At the beginning of The Hunger Games: Catching Fire, the second film based on Suzanne Collins’s novels, Katniss Everdeen (played by Jennifer Lawrence) is relieved that she has made it out of the Hunger Games alive, along with her friend Peeta Mellark (Josh Hutcher­son). Every year the ruling power known as the Capitol organizes a televised contest in which children—two selected from each of the Capitol’s 12 districts—are required to fight to the death.

Katniss’s relief makes it all the more crushing when the Capitol—uneasy because Katniss has become a beacon of hope—announces that the “tributes” fighting in the next round will be drawn from past victors. Since Katniss is the only female victor in the history of her district, there’s no doubt that she’ll be sent back into the arena.

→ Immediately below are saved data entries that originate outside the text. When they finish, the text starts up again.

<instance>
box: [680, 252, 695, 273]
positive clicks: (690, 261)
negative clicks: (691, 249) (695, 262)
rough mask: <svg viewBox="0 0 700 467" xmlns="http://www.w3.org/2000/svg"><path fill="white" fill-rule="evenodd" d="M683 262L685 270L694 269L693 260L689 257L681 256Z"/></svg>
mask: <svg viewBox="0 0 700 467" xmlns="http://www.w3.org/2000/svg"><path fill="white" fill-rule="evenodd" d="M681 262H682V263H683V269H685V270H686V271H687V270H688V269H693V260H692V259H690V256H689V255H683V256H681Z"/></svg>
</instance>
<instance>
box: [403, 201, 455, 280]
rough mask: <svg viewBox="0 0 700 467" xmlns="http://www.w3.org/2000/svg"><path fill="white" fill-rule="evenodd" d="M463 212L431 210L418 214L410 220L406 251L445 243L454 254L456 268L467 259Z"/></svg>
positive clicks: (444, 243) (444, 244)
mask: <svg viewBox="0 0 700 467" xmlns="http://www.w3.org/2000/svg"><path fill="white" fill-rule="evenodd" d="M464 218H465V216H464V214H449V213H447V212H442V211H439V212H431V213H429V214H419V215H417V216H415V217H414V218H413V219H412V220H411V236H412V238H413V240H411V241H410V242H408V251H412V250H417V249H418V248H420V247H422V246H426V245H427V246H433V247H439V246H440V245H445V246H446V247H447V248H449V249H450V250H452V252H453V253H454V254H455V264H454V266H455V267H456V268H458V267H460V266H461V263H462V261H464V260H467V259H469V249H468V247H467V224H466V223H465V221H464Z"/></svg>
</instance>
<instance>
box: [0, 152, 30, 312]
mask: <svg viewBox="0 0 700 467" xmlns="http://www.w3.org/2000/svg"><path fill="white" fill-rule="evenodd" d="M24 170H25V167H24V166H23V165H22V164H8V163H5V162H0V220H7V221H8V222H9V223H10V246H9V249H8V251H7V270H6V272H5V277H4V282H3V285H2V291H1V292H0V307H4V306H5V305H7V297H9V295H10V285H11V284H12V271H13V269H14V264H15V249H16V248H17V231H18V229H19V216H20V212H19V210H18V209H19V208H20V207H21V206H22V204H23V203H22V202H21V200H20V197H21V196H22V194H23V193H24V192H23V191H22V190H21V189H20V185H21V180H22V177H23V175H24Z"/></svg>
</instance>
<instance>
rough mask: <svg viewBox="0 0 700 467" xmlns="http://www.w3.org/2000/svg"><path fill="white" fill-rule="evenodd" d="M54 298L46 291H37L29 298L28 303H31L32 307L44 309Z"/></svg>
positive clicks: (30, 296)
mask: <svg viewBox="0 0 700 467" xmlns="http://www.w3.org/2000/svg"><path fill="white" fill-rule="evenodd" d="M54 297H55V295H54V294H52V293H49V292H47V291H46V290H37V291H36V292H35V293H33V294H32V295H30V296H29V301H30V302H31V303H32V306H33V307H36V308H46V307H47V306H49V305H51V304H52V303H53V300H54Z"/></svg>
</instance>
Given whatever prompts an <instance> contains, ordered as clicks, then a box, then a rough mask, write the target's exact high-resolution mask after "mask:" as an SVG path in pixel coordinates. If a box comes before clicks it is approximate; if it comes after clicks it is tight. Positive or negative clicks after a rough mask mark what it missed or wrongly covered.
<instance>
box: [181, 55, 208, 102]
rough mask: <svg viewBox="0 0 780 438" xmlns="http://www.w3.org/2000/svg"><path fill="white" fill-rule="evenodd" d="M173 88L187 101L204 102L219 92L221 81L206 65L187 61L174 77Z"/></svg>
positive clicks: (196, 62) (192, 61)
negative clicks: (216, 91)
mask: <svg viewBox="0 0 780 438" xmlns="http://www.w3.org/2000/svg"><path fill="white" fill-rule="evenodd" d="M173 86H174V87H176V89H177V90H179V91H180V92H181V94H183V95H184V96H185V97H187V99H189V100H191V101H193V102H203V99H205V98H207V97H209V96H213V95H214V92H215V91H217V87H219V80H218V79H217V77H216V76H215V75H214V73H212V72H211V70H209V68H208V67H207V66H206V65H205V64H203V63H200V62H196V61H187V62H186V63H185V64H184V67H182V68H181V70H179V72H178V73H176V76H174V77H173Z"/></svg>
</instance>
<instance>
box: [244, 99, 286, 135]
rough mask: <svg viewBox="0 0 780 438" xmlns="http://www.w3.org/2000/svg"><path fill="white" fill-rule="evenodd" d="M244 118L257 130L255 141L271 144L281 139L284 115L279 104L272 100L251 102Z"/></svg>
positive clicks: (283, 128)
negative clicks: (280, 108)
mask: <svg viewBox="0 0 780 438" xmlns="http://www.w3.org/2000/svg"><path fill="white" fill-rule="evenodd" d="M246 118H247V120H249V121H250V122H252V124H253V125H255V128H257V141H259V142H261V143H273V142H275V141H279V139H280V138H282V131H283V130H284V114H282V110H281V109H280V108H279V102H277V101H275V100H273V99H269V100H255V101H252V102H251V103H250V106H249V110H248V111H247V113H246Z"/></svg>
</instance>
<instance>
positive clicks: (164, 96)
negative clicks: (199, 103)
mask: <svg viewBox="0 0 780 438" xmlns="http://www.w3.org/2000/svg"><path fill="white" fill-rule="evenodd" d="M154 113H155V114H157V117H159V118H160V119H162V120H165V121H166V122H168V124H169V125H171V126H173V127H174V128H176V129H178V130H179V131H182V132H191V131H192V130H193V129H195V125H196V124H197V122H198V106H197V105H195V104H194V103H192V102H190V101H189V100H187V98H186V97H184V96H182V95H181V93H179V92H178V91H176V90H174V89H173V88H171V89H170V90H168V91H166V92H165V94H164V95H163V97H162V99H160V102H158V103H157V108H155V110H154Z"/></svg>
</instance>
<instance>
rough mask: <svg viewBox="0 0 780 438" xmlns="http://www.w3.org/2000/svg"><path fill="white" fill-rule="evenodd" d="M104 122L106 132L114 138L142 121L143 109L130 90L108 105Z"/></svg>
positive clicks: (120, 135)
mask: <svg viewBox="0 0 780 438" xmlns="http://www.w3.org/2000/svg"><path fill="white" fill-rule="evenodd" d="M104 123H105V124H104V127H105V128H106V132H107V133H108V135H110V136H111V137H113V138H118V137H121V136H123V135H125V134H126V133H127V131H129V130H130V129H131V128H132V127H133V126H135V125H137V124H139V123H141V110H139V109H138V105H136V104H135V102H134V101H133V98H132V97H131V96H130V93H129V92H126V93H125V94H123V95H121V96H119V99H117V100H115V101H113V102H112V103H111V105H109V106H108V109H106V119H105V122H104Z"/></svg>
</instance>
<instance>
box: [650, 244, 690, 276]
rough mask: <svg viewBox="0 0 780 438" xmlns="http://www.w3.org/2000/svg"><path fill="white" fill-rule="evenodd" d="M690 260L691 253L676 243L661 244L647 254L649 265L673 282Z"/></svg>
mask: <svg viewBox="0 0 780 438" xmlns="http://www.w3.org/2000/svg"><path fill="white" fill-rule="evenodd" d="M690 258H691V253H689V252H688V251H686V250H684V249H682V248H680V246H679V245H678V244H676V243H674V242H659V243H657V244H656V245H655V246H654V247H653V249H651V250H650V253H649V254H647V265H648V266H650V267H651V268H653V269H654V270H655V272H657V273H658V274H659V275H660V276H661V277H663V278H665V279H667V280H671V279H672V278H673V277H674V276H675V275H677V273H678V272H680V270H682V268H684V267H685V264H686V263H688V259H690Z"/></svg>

Catching Fire explores a world in which subjugated people stand on the edge of being pushed too far. The fast-moving plot is well suited for the screen. The story’s handling of gender, race and class feels elegant and contemporary. Collins avoids clumsy moralism by offering a good story, which centers on an ordinary girl whose courage and humanity shine. In the plot’s romance, gender depictions don’t just defy stereotypes; they reveal how those stereotypes can tyrannize and brutalize. The film offers an alternative love story that is tender and sweetly human.